Look Ma, No Tags
July 24, 2002
XML combines all the inefficiency of text-based formats with most of the unreadability of binary formats. -- Oren Tirosh, comp.lang.python
Silence is the mark of XML's ultimate success. The less people talk about XML, the more and more easily they use it, and the more using it is unremarkable, the more it can be said to have won in the market place of ideas. Think of XML as one of the basic utilities of the Web, say, electricity. In the most industrialized nations, unless electrical service is interrupted, it's not common to talk about it a lot. It's used just about everywhere, by just about everyone: all with the literal, end-user ease of flipping a switch. And people rarely point to it as a distinguishing factor: it's not the deal-clincher in very many, if any new home sales, for example.

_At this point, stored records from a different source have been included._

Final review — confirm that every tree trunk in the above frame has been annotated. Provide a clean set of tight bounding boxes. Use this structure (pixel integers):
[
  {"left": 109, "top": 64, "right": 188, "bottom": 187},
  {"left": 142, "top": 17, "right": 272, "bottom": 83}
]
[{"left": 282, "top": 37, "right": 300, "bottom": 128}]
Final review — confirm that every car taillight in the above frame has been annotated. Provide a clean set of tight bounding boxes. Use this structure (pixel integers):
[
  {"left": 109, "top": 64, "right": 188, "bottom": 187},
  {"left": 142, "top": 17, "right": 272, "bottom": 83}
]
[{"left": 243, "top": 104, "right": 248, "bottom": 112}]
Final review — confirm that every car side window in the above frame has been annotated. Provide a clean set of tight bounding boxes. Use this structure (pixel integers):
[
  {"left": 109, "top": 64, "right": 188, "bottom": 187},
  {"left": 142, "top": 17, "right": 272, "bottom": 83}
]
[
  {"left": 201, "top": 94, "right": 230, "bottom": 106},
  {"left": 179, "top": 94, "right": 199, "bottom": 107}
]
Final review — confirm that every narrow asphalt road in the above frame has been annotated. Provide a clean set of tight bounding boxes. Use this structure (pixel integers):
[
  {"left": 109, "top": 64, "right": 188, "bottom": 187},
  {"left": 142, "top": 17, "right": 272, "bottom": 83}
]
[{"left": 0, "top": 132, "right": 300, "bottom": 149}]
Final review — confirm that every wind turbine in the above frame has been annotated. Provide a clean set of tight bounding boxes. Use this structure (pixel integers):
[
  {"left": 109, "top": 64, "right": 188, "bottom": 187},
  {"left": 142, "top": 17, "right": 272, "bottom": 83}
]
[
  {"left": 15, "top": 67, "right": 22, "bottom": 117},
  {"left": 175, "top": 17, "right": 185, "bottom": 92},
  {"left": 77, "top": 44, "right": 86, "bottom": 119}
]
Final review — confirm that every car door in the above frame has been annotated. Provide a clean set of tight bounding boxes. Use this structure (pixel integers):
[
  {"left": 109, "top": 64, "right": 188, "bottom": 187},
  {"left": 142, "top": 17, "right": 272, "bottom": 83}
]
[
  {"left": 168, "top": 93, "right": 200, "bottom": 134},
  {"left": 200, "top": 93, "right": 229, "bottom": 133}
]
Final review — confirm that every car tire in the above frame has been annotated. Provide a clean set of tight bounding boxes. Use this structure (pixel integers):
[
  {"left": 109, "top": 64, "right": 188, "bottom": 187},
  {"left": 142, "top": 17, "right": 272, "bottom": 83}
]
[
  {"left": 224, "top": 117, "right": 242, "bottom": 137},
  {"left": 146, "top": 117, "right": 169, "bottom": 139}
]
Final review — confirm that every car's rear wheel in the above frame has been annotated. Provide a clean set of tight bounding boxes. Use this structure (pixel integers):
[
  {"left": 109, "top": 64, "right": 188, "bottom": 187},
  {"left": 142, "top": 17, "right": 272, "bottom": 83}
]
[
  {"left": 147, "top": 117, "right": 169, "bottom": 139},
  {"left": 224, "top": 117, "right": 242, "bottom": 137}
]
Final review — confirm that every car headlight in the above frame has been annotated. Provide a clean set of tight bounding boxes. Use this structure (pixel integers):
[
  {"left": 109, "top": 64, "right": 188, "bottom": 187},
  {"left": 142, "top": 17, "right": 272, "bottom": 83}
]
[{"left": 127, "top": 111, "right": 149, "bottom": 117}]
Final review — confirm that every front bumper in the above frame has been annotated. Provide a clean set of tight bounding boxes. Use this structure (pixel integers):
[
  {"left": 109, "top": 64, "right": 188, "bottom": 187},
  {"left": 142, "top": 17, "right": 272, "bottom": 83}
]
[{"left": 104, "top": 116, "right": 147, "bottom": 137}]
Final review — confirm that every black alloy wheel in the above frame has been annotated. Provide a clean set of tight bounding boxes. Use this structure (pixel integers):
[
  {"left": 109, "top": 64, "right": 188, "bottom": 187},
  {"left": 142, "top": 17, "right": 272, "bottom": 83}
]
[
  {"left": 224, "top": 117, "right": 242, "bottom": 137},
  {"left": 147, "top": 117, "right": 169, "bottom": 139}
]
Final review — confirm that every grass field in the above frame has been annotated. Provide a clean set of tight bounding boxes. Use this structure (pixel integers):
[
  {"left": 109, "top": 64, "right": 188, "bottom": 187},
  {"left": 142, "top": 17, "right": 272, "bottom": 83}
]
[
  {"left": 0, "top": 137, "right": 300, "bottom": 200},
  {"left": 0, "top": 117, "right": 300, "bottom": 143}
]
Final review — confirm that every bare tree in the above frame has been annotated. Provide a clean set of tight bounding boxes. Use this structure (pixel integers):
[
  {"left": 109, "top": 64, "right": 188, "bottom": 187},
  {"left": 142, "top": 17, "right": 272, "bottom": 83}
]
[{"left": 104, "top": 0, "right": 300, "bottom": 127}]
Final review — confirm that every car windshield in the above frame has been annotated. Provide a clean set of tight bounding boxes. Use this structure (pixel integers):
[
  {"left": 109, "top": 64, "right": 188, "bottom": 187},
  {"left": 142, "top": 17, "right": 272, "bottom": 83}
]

Ordinariness is just one way of judging XML's success; other ways include the number of novel applications it provokes or abets, the horizontal ubiquity of its adoption, the number of competitors it makes obsolete. By each of these measures, XML is very successful.
Yet XML has inspired as many competitors as it has made obsolete, maybe more. There have been simplified or "core" XML alternatives (SML, discussed in XML.com's "SML: Simplifying XML" 1999 article), alternative syntaxes for XML (like SOX and SLiP), and even new competitors, including a very interesting one, YAML, which appears to be growing rather than fading away.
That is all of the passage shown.